According to a business outlook survey conducted by the Confederation of Indian Industry (CII), majority of business houses witnessed stagnancy in their overall sales, new orders, value of production, inventory levels and employment in the first quarter of 2012-13 financial year.
For the second quarter of the current financial year, the business confidence has declined further, indicating that the situation is likely to worsen further.
CII Business Confidence Index for July-September 2012 fell by 3.7 points to 51.3, after rising to 55, in April-June 2012 from 52.9 in the previous quarter.
"The falling index value is reflective of low business sentiments that has been prevailing for the last few quarters," Chandrajit Banerjee, Director General, CII, said in a report.
The survey revealed that stagnancy in reforms is the top concern of most firms, followed by slackening consumer demand and high interest rates.

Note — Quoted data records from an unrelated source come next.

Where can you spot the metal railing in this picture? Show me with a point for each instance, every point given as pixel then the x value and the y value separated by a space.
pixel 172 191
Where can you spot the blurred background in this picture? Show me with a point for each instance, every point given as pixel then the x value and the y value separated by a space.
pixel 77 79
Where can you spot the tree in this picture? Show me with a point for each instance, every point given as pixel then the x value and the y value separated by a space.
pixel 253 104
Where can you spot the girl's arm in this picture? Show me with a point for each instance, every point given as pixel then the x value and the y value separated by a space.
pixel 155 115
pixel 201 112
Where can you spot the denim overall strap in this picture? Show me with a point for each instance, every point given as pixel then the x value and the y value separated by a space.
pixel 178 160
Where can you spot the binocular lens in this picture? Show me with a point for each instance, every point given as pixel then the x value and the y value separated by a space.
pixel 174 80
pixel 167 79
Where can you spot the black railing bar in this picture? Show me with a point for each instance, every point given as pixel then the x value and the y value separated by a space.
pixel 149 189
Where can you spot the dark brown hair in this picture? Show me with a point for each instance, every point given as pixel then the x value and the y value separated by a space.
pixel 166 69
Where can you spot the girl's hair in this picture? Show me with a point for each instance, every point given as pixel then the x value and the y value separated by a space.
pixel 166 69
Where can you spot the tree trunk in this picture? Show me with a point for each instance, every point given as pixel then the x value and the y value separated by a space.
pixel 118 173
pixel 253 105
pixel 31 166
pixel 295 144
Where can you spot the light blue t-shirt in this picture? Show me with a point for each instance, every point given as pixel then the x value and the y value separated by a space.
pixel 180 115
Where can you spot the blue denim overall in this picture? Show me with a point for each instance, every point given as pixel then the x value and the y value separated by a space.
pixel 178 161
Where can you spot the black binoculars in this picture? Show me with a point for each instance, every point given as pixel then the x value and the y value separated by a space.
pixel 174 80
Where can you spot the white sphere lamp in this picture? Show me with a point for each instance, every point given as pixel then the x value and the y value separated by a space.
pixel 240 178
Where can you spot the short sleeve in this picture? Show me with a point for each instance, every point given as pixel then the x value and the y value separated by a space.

Rising input costs continue to be a major worry for firms. A majority of the firms recorded an increase in raw material costs, electricity and fuel cost and cost of wages and salaries during the April-June period as compared to the previous quarter.
Expectations for the quarter ending September 2012 show that a majority of firms still expect these costs to increase though the proportion of respondents expecting an increase is lower than in the first quarter.
Almost all firms reported either an increase or no change in the cost of credit and a majority continue to expect no change in the second quarter.
Reflecting the grim domestic policy scenario, investment sentiments have weakened considerably.
However, on a positive note, the survey showed that 56.1 percent of the respondents expect domestic investments of their companies to rise in the second-quarter of 2012-13 compared to the first quarter, while 39.5 percent expect it to show a decline or no change.
Over 42 percent expect international investments to show a decline or no change in the July-September quarter, while 34.7 percent of respondents expect it to record any increase.
The majority 88.9 percent of the respondents said that infrastructural bottlenecks and lack of policy reforms were responsible for holding back domestic investments.
The survey also showed that in the first quarter of 2012-13, 42.8 percent firms had capacity utilisation between 75-100 percent.
In a sign of improving capacity utilisation, a higher percentage of 57.2 percent expect it to remain above 75 percent in the second-quarter of the current fiscal.